3. Run locally with one command

Local dev doesn’t require extra infra:

npx --ignore-scripts=false inngest-cli dev

This gives you:

  • Local Inngest Dev Server
  • A UI to inspect runs and steps
  • Automatic reload when you edit functions

Your code remains “just business logic” with step.run() sprinkled in where durability matters.

4. Operate in production

With Inngest Cloud:

  • Deploy your functions from the environments you already use (edge, serverless, traditional)
  • Use Traces to debug and understand agent behavior in real time
  • Use Replay and Bulk Cancellation to recover from incidents (e.g., misconfigured tool, bad model version) without writing custom admin UIs
  • Export metrics to Prometheus/Datadog if you need them, and rely on built-in alerting/retention

All with production guardrails like SOC 2 Type II, SSO/SAML, optional HIPAA BAA, and support for 100K+ executions per second.


Final Verdict

If you want an AI agent that can retry tool calls safely and keep progress even when steps crash, you need durability expressed in code, not scattered across queues, DLQs, and log dashboards.

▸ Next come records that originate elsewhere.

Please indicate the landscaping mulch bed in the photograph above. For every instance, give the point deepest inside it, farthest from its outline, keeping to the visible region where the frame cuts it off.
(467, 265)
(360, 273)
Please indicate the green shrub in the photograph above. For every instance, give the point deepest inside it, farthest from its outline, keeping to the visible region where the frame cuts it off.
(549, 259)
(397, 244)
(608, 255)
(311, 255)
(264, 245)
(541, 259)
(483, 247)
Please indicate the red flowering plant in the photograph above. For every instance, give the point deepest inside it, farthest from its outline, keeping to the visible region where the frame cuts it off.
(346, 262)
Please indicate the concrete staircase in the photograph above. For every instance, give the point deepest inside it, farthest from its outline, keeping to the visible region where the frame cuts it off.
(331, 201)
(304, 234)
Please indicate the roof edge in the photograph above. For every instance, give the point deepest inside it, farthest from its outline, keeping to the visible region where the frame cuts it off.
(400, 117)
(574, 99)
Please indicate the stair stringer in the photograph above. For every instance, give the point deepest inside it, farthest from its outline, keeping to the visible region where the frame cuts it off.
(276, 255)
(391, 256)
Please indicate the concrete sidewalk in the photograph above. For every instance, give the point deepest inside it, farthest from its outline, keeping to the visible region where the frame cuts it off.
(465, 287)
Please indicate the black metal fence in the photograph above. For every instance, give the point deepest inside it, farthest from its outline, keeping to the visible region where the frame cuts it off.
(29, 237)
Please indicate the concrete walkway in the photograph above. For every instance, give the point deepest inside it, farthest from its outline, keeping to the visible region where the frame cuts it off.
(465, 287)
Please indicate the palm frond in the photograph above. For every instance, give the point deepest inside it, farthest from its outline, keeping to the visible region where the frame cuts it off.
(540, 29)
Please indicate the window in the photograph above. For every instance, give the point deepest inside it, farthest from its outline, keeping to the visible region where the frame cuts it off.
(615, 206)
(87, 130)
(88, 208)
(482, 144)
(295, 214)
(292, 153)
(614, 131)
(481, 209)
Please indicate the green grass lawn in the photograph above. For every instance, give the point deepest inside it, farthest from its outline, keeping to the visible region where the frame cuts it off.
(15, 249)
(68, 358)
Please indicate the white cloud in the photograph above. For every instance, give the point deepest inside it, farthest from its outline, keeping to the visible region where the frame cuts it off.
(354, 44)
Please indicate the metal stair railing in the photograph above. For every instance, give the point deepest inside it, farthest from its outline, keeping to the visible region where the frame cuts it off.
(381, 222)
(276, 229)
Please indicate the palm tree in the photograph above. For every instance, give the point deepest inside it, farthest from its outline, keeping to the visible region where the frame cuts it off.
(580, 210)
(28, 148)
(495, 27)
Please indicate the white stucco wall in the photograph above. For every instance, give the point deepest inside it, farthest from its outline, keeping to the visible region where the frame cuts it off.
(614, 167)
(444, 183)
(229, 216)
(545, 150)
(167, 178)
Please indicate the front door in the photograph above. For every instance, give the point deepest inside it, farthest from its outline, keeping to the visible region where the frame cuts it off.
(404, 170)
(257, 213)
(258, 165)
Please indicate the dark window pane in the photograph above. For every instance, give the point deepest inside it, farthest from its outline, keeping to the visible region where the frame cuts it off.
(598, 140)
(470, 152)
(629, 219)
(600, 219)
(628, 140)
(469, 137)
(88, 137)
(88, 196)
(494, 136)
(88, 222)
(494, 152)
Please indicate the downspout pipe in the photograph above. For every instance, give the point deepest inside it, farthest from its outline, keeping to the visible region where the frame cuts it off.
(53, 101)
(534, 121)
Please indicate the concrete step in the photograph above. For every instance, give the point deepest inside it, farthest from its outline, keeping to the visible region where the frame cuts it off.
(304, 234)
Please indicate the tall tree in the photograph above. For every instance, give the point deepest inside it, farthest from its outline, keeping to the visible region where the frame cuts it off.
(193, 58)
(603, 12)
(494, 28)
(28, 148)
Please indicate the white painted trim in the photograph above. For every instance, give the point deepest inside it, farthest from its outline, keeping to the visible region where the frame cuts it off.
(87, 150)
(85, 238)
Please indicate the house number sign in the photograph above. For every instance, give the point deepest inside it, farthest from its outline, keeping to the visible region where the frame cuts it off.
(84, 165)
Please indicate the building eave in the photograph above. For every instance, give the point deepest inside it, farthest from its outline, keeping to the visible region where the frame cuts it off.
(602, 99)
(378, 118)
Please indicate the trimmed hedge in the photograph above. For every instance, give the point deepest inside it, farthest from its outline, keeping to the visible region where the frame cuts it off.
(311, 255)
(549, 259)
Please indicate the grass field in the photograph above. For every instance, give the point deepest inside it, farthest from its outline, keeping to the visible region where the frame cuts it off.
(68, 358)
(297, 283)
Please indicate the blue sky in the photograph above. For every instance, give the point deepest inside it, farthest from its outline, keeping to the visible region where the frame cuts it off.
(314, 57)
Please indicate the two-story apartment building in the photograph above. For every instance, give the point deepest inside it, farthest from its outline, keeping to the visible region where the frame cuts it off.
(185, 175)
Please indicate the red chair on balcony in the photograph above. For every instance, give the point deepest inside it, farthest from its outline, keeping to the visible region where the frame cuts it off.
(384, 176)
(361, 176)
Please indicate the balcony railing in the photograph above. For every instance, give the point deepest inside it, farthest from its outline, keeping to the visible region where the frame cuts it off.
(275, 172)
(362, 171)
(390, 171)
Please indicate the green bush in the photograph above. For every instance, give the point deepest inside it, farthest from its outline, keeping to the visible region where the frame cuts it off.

  • A single serverless function is fast to start but brittle for multi-step agents.
  • A custom queue + worker stack can be made reliable, but you’ll rebuild years of reliability work: retries, checkpointing, observability, replay.
  • Inngest gives you code-level durability via step.run(), instant Traces for every prompt and tool call, and first-class recovery tools so you can query, cancel, or replay without re-implementing infrastructure.

Model your agent as an Inngest Function, wrap each tool call in a Step, and let the platform handle retries and checkpointing so you can focus on the agent’s behavior—not on keeping it alive.